Le 27 août, une nouvelle enquête de Mediapart s’intéresse aux relations humaines au sein de l’entreprise. Elle s’appuie sur un audit interne, révélé en août, dans lequel 45 salariés listent les nombreux problèmes de gestion de l’entreprise, remettent en cause certains chiffres publiés par la structure et dépeignent un environnement de travail chaotique chapeauté par un dirigeant “éruptif”. Mediapart déterre en outre le passé judiciaire d’Éric Léandri, qui a fait l’objet d’un mandat d’arrêt européen entre 2011 et 2015 après avoir été condamné en Belgique pour “recel d’effets de commerce volés”.
(© Mediapart/La Lettre A/Le Figaro)
L’été a donc été rude pour la tête de gondole de l’indépendance numérique à la française. Pourtant, un soutien de poids ne faiblit pas (encore) : l’État.

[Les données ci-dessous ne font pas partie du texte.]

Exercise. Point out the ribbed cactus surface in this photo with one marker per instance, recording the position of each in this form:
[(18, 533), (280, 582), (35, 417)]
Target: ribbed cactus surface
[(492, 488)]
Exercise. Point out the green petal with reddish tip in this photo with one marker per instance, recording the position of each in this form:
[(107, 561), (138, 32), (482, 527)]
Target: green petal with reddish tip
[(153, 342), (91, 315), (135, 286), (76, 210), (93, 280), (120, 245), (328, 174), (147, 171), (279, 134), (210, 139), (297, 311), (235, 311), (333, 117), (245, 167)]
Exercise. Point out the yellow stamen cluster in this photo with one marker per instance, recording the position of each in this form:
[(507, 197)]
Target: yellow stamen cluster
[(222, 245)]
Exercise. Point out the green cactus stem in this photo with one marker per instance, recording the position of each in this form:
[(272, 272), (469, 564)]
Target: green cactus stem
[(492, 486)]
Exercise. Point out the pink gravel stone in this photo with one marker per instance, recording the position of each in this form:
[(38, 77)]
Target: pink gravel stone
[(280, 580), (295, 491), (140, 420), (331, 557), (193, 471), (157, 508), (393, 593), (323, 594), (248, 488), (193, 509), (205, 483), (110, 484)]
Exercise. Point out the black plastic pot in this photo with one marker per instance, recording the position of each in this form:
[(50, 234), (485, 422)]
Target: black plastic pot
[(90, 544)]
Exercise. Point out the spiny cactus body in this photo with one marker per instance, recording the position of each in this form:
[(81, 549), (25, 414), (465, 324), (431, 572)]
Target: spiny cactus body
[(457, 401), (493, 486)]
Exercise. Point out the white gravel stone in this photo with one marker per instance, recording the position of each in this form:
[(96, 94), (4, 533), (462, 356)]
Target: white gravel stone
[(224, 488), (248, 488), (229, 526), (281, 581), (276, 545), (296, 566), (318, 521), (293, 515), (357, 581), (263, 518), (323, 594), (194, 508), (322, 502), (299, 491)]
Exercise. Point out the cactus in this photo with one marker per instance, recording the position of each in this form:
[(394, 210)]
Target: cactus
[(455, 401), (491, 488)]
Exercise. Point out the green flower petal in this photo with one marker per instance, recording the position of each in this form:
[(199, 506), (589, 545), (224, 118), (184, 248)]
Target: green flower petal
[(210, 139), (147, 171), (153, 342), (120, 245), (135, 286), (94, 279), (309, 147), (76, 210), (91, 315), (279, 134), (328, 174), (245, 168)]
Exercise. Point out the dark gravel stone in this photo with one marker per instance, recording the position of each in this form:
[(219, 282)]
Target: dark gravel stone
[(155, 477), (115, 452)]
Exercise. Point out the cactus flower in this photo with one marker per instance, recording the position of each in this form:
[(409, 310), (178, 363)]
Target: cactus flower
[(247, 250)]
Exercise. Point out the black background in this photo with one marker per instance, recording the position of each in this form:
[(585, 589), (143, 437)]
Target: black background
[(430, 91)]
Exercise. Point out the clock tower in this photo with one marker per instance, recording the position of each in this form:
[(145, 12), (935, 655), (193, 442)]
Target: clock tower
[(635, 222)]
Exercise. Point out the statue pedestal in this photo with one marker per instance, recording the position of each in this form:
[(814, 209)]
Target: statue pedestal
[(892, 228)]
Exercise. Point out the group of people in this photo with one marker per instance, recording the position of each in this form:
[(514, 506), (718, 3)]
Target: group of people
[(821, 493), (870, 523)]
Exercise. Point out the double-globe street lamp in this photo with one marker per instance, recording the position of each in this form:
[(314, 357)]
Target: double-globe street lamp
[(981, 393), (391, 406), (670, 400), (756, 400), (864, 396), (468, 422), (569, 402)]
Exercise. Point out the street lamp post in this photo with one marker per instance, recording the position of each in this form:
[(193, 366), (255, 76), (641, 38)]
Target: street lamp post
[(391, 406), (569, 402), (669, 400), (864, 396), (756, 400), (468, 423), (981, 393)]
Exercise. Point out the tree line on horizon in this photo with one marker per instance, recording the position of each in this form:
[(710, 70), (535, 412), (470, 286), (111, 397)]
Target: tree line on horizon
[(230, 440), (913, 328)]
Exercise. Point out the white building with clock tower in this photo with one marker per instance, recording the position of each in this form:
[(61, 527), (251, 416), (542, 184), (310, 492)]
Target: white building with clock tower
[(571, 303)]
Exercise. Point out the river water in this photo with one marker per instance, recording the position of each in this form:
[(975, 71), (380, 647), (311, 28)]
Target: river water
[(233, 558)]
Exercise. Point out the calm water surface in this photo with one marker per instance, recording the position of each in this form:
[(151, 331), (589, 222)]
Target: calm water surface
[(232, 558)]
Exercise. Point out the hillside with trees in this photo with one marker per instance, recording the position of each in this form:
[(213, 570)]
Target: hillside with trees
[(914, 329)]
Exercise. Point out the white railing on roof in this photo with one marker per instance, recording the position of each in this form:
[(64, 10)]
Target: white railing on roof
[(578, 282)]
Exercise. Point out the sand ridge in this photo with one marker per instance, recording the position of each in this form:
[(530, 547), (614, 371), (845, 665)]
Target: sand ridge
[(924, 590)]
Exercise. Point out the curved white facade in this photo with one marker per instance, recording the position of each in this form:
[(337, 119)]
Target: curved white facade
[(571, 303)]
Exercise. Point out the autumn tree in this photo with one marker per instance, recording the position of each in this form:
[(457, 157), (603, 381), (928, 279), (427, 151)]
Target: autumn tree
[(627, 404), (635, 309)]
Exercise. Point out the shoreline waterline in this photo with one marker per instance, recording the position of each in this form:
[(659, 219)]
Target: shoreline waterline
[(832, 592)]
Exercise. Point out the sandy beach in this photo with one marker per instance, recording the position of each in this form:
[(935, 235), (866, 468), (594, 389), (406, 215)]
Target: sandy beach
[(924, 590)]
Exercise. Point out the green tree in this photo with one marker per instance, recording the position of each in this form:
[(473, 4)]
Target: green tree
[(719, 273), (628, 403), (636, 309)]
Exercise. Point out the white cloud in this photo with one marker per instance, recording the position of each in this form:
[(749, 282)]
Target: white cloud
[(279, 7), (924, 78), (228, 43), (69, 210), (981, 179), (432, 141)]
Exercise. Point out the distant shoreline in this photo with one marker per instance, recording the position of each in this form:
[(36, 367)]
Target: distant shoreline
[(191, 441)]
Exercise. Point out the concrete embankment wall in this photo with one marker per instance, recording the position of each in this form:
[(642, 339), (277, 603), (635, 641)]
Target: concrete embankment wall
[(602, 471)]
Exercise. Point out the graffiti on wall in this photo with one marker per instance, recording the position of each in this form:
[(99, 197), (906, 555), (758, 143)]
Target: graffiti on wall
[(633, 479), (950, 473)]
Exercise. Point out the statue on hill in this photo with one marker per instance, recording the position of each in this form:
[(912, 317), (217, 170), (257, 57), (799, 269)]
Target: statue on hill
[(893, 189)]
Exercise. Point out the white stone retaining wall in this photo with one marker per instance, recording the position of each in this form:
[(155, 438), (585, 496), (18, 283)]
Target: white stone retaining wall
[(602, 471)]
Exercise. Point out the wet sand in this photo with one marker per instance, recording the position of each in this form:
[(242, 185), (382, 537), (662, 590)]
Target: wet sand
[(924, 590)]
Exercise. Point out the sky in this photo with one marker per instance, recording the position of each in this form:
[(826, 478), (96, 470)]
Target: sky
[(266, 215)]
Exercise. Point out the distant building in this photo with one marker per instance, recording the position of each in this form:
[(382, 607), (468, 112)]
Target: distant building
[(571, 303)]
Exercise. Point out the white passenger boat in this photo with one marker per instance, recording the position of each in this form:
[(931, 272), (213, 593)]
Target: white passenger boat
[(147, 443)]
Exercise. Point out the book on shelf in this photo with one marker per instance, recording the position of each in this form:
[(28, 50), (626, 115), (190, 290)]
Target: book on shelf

Avant la parution des enquêtes de juillet, le secrétaire d’État au numérique Cédric O annonçait qu’une circulaire serait bientôt distribuée pour déclencher la transition de l’administration française de Google à Qwant.
Selon Léandri, interrogé par Le Figaro, le basculement permettrait à Qwant d’atteindre “plus de 20 % de part de marché” en France. Les résultats de l’audit technique préalable au basculement, réalisé par la Direction interministérielle du numérique et du système d’information et de communication de l’État (Dinsic) seront connus en septembre, écrit Mediapart. Un moment charnière dans la trajectoire de l’entreprise, qui se serait bien passée d’une telle publicité.